Did the Oregon State Fair award a blue ribbon for pot plants?
Not quite. However, the Oregon State Fair featured a display with nine exemplary pot plants, selected from a larger pool and based on an independent competition. A significant amount of ink was spilled over these particular plants in widely distributed media like the Guardian and USA Today, probably because no state fair had ever allowed a display of living cannabis. So, once again, Oregon has raised the bar with weed.
The plants themselves were immature, meaning they were not producing flowering bud. The plants also contained zero THC content and therefore could not get anyone high. Even if the plants were loaded with THC and heavy with buds, however, fairgoers could not have enjoyed them in the traditional manner. This is due to the law against public weed use, which includes fairgrounds. (I realize that this may be confusing for anyone who has attended the Oregon Country Fair.)

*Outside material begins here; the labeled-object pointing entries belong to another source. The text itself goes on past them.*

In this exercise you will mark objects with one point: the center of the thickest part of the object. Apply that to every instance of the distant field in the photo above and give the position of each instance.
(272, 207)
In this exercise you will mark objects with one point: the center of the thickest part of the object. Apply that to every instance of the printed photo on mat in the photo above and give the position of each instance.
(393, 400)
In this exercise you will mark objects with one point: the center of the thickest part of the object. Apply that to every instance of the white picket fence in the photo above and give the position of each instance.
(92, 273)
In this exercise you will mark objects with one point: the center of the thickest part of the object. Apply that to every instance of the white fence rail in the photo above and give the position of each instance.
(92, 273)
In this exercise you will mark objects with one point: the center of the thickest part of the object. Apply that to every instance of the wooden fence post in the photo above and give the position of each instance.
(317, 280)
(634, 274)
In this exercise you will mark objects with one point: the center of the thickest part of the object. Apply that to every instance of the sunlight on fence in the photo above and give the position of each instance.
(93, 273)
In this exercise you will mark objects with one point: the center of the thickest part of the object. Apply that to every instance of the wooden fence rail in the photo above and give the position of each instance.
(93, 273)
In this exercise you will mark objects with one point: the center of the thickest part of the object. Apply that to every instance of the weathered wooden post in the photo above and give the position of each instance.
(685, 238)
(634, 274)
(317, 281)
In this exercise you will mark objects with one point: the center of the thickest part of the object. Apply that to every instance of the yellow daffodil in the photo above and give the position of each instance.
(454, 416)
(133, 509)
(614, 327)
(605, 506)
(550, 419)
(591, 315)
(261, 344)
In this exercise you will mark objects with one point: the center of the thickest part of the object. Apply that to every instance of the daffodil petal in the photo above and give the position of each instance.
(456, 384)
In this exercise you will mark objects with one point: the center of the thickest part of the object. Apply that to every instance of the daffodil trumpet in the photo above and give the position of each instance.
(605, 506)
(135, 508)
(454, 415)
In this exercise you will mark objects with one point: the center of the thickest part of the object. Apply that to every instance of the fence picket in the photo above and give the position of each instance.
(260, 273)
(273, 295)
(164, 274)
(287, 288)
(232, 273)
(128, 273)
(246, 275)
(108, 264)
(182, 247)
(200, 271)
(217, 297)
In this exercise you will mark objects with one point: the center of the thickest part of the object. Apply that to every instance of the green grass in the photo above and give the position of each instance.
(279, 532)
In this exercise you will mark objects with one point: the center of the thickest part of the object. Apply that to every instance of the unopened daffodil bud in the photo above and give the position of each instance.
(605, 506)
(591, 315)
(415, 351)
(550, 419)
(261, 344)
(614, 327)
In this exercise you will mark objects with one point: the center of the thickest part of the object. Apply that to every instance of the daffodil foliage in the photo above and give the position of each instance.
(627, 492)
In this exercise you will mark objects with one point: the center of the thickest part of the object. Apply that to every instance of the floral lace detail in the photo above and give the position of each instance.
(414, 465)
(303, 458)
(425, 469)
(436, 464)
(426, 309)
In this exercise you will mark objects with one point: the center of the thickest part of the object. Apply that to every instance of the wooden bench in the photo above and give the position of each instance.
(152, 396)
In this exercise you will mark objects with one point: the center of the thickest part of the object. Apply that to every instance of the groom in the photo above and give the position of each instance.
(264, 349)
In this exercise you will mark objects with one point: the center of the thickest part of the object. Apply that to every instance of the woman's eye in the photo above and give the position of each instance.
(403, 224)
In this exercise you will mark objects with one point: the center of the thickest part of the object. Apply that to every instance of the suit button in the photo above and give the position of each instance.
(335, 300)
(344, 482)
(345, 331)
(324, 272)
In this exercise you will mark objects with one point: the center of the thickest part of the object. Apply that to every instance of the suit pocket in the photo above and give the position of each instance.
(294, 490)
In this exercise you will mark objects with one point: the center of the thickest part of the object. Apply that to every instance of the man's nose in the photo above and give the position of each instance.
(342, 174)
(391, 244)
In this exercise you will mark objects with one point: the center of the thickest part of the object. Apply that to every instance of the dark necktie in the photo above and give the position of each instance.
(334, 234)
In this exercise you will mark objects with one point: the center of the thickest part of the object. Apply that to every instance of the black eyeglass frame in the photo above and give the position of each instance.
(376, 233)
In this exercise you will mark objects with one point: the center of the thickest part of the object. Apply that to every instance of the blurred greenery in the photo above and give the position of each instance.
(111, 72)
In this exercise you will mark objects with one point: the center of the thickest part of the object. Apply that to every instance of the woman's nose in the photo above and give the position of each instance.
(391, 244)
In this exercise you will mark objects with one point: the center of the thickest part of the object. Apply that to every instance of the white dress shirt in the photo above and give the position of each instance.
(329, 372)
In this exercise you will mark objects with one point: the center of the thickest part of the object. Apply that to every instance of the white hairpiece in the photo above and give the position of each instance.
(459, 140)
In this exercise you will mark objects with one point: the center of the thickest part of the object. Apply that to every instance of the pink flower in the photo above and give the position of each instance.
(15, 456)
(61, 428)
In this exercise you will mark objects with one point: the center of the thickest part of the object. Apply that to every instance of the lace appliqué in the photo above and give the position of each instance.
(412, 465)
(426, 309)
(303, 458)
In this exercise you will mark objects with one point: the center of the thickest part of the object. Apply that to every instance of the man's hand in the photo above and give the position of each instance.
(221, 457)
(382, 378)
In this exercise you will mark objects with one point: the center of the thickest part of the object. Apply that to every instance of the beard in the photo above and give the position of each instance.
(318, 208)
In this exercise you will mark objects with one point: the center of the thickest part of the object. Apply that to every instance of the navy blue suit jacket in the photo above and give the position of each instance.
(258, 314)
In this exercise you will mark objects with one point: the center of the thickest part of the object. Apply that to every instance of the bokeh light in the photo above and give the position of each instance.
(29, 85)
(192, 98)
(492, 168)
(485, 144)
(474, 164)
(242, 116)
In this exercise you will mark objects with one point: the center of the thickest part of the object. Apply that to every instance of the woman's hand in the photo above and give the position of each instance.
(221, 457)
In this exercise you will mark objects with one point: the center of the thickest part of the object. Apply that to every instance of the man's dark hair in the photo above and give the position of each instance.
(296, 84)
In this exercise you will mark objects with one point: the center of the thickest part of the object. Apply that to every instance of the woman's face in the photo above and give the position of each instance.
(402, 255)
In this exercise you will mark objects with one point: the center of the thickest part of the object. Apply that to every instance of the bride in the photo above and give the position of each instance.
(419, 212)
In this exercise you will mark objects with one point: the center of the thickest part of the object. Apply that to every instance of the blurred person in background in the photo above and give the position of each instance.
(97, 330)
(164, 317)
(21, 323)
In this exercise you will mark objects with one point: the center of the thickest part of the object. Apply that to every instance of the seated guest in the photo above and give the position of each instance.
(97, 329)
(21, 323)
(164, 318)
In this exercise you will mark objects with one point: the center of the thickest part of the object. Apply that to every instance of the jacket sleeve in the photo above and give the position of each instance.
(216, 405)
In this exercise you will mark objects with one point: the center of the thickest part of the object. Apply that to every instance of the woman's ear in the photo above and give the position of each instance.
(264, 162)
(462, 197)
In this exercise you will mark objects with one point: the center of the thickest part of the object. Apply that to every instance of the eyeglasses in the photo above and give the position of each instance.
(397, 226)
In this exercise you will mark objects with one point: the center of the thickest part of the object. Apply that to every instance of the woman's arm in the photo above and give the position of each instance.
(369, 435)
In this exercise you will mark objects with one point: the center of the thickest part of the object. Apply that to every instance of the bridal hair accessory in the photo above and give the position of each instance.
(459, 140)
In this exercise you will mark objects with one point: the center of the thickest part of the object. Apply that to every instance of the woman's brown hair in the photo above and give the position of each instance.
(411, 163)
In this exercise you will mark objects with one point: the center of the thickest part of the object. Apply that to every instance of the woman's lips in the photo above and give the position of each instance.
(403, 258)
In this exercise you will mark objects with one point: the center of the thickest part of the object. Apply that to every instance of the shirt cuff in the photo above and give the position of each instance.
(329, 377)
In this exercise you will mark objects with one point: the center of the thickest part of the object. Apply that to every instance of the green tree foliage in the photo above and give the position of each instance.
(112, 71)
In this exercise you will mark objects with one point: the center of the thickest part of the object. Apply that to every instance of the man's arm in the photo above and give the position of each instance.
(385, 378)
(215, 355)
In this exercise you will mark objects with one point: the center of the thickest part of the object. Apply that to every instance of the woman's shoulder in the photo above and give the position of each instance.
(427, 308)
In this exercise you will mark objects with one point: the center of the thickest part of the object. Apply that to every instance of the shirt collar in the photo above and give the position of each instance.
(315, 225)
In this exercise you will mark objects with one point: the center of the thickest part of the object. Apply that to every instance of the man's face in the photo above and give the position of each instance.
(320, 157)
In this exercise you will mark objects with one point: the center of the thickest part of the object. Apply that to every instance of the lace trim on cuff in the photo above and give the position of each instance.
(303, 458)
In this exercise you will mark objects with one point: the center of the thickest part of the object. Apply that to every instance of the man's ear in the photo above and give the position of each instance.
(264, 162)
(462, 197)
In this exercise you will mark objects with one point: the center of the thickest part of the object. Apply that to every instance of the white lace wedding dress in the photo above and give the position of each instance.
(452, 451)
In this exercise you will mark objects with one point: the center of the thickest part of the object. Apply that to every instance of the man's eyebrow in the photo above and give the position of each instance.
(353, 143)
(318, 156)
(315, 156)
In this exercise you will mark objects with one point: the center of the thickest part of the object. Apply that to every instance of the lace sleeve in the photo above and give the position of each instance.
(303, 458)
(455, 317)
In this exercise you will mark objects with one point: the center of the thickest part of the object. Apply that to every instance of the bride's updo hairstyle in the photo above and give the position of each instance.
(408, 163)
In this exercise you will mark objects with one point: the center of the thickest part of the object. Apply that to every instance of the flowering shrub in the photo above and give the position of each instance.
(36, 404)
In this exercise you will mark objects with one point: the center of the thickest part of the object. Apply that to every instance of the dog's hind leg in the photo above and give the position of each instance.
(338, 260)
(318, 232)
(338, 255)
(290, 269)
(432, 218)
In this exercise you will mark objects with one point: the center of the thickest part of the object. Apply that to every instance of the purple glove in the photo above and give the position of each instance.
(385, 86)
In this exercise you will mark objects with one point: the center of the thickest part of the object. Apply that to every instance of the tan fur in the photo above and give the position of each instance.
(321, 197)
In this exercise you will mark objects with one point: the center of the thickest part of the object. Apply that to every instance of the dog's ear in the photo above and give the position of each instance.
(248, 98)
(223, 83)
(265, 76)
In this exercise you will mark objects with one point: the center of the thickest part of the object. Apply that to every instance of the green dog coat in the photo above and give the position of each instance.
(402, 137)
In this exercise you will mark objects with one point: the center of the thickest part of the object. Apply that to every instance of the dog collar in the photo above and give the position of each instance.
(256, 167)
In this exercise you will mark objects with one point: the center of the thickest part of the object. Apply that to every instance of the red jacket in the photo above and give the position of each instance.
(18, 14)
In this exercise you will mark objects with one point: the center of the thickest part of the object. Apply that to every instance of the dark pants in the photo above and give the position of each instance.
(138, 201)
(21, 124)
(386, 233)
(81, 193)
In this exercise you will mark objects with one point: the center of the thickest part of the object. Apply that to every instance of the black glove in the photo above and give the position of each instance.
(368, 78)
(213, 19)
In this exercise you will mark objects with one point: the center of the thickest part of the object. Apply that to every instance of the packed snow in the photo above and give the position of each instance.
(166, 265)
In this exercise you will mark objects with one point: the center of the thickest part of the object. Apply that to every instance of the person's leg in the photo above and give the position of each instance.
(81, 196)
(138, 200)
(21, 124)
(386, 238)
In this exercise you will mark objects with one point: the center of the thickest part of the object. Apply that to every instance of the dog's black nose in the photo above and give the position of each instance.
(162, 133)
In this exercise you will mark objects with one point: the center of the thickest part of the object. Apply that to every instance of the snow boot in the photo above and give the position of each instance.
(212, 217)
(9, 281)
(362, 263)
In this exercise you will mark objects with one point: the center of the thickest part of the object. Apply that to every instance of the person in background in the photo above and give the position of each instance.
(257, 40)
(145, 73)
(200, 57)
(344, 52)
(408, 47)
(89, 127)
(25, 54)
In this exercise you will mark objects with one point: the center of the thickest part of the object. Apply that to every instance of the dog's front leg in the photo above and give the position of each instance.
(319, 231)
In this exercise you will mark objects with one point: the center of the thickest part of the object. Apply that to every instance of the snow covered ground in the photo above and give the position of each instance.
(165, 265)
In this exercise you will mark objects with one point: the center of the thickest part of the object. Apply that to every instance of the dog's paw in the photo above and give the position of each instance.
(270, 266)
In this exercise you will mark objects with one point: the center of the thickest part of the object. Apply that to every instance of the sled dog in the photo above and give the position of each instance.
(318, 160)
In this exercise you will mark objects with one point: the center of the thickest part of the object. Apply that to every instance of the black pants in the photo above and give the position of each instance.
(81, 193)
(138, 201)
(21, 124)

I will confess that I have never attended our state fair, and, having seen a plant or two in my line of work, I did not feel compelled to make the trek. My information, however, is that the display was restricted to adults 21 and over. I also understand that each interested adult was required to provide photo identification prior to entering the tent. Feeling leery of a possible peep show vibe, I watched a few videos of fairgoers at the display and was relieved to see that it all looked pretty normal.
Of course, the fair did not offer any opportunity for attendees to actually purchase or receive marijuana and it would not be allowed to do so without an Oregon Liquor Control Commission license (which the fair would not have been able to acquire). But the Oregon State Fairs action shows a growing acceptance of, and even pride in, marijuana. Just last year, the Oregon Cannabis Business Council was permitted to hand out literature on pot at the fair. Next year, we may see ribbons awarded. And who knows? One day there could even be a baking competition. This is a state fair, after all.
The trailblazing display shows that even traditional Oregon cultural institutions have begun to accept the idea of legal cannabis, which is an official crop under our state statutes and a bona fide part of the Oregon identity. Because the fair is a celebration of Oregons culture, it makes sense to include stunning weed plants alongside the 4-H dog show, the laser light show, the Foreigner and CCR sets, and everything else that looked so delightful in Oregon State Fair literature.
The longer marijuana is legal, the more normalized it will become. If the Oregon State Fair continues to include cannabis displays in coming years, the plant could eventually become as American as apple pie, or maybe even laser lights and Foreigner. It seems we are well on the way.